Joe Biden is retired
The campaign has called nine early press lids this month

Joe Biden’s presidential campaign called another early morning press lid at 9:20 a.m. on Thursday, leaving strategists and reporters wondering what the hell is going on. It was the ninth time this month that Biden had no public events on schedule and thus told the press before lunchtime that they would not be needed for the rest of the day.

It’s downright bizarre that a campaign would squander nine perfectly good days that could be spent on the trail just two months out from the election. What was Biden doing during this time instead? Sitting at home with his wife in Wilmington and hopping on the occasional Zoom event? Sam Stein, who is a Daily Beast reporter and purportedly not a campaign spokesperson, insisted that Biden must have been prepping for Tuesday’s debate against Trump. But even Hillary Clinton, who was blasted for being ‘over-prepared’ for the first debate in 2016, only started lightening her campaign schedule the week prior. Debate prep thus hardly comes close to explaining Biden’s subdued September.

If we compared Biden’s recent campaign schedule to the supposedly standard 40-hour work week (full time employees in the US actually work about seven hours longer than that, on average), we’d have even more reason to be concerned. From August 31 to September 6, Biden called an early lid three times and was out in public campaigning for just over 34 hours. From September 7 to 13, he again called three early lids and was out on the trail about 35 hours. He made up some slack in the third week of September, putting in 65 hours on the trail. But so far this week, he’s only been out and about for just over 24 hours and has already called two early lids. It seems like a bad sign that Biden is campaigning for an office that requires brutally long working hours and can’t even keep up with the average American worker while campaigning. Perhaps it would be fairer to compare him to the average American retiree? Obama only slept for about five hours each night while in office, and Trump sleeps about four. Could Biden’s physical health be as troublesome to his campaign as his mental health seems to be?
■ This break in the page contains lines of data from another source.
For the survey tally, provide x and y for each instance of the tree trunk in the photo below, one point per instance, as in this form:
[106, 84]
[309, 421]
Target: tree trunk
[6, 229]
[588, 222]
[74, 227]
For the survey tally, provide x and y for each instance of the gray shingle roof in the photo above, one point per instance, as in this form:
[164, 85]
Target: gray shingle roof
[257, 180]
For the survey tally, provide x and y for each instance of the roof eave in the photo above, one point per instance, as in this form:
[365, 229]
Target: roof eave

Perhaps Biden’s frequent rest stops are an extension of his campaign’s strategy to ‘never interrupt your enemy when he is making a mistake’. They opted to keep him locked in the basement during the early months of the pandemic while Trump held daily press conferences about the coronavirus. It worked for a short time, with Biden taking a comfortable lead in many swing states, but since then the polls have tightened. Biden risks falling into the same trap that Hillary Clinton did in 2016 when she got too comfortable with the idea that Trump would talk his way out of victory. She took for granted voters in places like Wisconsin, Pennsylvania and Michigan. They responded by casting their ballots for her opponent. Will voters in 2020 feel similarly snubbed when they find out Biden spent more than a third of his month on the couch?